Несчастный быстро умолкал и бросался поправлять лампу. Покорный, внимательный, он всячески старался избежать сцены, которой боялся и которой всё-таки не избег.
Возвращаясь из театра, мы зашли в Maison d'or и взяли там бутылку хорошего вина, которым предполагалось вспрыснуть эстуфато. Всю дорогу Мария-Ассунта благоговейно несла эту бутылку под своей шалью и, по приходу домой, поставив её на стол, нежно посматривала на неё, потому что римлянки любят хорошие вина. Опасаясь рассеянности своего мужа и его длинных рук, она уже два или три раза говорила ему: "Смотри, не разбей la boteglia ".
Наконец, уходя на кухню готовить знаменитое эстуфато, она опять крикнула:
- Пожалуйста, береги la boteglia.
К несчастью, как только жена его вышла, поэт, воспользовавшись её отсутствием, заговорил об искусстве, о театре, об успехе, и так свободно, с таким жаром и увлечением, что… трах!.. При одном жесте, более выразительном, нежели другие, драгоценная бутылка полетела со стола и разбилась вдребезги посреди комнаты. Никогда я не видал такого испуга… Он внезапно остановился и побледнел… В ту же минуту в соседней комнате послышался контральто Марии-Ассунты, и сама она появилась в дверях, с пылающим взором, с гневно оттопыренной губой, вся красная от жара кухонной печи.
- La boteglia! - воскликнула она грозно.
Тогда поэт, робко нагнувшись к моему уху, шепнул мне:
- Скажи, что это ты…
Бедняк до такой степени трусил, что я чувствовал, как под столом дрожали его длинные ноги…
Певец и певица
Как им было не полюбить друг друга? Оба красивые и знаменитые, певшие в одних и тех же операх, жившие каждый вечер, в продолжение пяти актов, одной и той же искусственной и страстной жизнью. Огнем нельзя играть безнаказанно. Нельзя говорить друг другу, по двадцати раз в месяц, под вздохи флейты и дрожащие звуки скрипок: "Люблю тебя!" и не поддаться наконец волнению собственного голоса. Мало-помалу страсть пришла к ним. Волны гармонии, случайности ритма, великолепные костюмы и декорации, всё способствовало тому… Она пришла к ним через окно, открытое настежь Эльзой и Лоэнгрином - в светлую, полную нежащих звуков ночь… "Приди дышать упоительным благоуханием!"
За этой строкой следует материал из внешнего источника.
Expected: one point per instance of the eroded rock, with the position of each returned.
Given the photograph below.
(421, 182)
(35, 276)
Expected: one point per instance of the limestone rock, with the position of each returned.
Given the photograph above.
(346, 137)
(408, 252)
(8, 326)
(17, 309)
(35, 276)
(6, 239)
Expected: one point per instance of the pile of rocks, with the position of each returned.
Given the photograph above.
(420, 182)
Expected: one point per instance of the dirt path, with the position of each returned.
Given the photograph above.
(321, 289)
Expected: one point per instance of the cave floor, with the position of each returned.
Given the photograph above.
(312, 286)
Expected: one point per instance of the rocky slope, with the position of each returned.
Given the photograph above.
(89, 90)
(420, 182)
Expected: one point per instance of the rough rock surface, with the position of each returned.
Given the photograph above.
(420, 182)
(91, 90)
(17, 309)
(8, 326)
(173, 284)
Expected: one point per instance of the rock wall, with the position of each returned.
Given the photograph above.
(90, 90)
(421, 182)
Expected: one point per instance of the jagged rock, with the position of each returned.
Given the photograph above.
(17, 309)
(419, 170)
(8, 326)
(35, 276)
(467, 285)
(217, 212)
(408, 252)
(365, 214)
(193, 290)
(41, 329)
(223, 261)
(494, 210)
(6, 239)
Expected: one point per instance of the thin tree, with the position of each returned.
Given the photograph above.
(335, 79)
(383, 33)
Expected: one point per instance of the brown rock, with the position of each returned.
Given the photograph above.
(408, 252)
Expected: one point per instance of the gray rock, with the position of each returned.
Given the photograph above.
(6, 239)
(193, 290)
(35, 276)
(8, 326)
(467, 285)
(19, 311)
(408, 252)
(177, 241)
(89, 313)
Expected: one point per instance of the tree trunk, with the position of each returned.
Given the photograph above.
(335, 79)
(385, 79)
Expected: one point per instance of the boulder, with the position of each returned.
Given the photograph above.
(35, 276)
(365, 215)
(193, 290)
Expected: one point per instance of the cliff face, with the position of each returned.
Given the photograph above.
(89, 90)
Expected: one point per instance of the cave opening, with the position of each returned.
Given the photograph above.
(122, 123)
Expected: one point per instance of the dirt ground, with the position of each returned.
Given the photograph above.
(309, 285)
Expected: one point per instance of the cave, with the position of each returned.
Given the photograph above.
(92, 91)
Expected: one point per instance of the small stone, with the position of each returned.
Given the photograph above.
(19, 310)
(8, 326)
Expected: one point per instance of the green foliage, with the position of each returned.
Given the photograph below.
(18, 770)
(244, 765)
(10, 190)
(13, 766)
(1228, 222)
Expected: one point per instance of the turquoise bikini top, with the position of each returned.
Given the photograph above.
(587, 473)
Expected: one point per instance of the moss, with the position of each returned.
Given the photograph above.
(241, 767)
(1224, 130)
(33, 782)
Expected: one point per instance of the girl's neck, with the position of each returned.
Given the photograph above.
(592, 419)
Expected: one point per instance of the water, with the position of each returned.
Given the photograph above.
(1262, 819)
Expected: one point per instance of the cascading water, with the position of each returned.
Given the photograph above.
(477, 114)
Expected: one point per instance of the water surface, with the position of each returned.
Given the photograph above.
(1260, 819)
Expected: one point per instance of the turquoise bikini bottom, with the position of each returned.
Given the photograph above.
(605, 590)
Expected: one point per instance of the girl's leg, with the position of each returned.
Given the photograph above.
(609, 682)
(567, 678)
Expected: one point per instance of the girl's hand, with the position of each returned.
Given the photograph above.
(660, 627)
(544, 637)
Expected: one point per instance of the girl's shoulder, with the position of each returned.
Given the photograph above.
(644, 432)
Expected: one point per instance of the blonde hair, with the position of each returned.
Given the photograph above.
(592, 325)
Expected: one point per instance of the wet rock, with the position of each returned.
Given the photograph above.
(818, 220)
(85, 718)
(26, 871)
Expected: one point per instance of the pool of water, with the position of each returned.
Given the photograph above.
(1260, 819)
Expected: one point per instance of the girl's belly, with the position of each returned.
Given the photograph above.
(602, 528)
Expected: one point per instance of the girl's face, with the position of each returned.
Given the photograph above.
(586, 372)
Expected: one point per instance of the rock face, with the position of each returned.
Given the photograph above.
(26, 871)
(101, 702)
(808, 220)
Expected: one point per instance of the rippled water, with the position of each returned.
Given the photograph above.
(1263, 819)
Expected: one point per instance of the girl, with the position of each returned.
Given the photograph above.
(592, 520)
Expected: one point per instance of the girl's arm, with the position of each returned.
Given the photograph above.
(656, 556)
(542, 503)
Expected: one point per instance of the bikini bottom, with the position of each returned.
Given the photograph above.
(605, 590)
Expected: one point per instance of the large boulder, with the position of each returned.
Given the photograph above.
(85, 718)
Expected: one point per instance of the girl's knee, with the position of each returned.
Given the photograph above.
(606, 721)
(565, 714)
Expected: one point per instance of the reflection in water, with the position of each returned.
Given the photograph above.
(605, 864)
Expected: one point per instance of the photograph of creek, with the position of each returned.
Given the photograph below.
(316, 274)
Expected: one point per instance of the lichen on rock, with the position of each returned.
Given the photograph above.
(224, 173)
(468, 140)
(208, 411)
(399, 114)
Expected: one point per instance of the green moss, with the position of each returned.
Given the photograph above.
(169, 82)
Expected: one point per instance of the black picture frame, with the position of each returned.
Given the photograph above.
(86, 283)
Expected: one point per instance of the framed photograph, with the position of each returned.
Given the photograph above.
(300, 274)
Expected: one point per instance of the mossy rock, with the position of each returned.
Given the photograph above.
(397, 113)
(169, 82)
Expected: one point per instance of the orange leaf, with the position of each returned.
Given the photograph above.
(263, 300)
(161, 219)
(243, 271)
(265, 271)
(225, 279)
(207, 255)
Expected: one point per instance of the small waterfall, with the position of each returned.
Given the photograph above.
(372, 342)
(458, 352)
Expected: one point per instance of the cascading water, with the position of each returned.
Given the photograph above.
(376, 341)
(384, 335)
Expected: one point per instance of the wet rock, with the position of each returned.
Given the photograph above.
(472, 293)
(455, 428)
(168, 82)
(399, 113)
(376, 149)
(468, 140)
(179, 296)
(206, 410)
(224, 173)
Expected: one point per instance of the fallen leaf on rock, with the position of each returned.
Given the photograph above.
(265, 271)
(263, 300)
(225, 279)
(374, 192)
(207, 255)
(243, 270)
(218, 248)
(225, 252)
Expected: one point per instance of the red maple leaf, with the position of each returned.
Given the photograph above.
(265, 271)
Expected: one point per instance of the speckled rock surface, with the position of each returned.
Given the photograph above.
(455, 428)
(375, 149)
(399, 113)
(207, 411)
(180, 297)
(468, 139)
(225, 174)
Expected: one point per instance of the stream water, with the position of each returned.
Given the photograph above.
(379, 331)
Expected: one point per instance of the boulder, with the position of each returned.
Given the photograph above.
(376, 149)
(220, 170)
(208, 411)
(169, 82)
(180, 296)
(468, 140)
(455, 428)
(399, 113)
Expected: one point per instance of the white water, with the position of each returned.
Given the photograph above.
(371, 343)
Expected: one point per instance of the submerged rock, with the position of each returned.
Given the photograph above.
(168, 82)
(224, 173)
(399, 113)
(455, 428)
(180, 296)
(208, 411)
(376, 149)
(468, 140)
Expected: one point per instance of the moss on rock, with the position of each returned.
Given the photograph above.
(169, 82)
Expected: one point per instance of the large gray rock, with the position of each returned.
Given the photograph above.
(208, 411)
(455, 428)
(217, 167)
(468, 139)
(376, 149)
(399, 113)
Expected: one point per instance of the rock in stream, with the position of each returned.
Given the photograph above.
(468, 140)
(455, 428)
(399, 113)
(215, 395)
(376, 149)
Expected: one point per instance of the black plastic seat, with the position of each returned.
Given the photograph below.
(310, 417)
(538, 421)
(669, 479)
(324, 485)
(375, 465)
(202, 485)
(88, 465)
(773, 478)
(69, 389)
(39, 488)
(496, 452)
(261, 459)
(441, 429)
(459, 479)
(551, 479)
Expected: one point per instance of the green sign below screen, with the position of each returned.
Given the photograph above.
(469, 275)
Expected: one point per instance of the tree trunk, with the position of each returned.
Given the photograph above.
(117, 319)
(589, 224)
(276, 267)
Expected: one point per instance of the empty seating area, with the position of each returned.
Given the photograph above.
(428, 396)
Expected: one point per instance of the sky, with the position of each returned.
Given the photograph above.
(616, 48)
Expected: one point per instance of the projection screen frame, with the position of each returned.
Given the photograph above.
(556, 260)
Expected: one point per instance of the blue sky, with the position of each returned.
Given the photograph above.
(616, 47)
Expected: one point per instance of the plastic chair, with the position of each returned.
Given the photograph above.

Она прокралась между белыми колоннами на балкон Капулетти, где бледный свет занимающейся зари застаёт Ромео и Джульетту: "Нет! Это не утро, это не жаворонок".
Она овладела сердцами Маргариты и Фауста, в тот час, когда лучи месяца, перейдя от садовой скамейки к переплетающимся листьям плюща и роз, достигли ставней маленькой комнаты: "Оставь меня, оставь созерцать красу твою!"
Вскоре весь Париж узнал о любви их и заинтересовался ею. Они сделались героями сезона. Все съезжались любоваться этими двумя прекрасными звёздами, тяготевшими друг к другу в музыкальном небе оперы. Наконец, однажды вечером, после восторженных вызовов, когда занавес только что опустился, отделив гремевший аплодисментами зал от усыпанной букетами сцены, где белое платье Джульетты скользило между облетевшими камелиями, певцы в порыве неудержимого влечения - как будто любовь их, несколько искусственная, ожидала только полного триумфа, для того, чтобы высказаться - обнялись и обменялись клятвами, освящёнными долго не умолкавшими "браво" расходящейся публики. Две звезды соединились.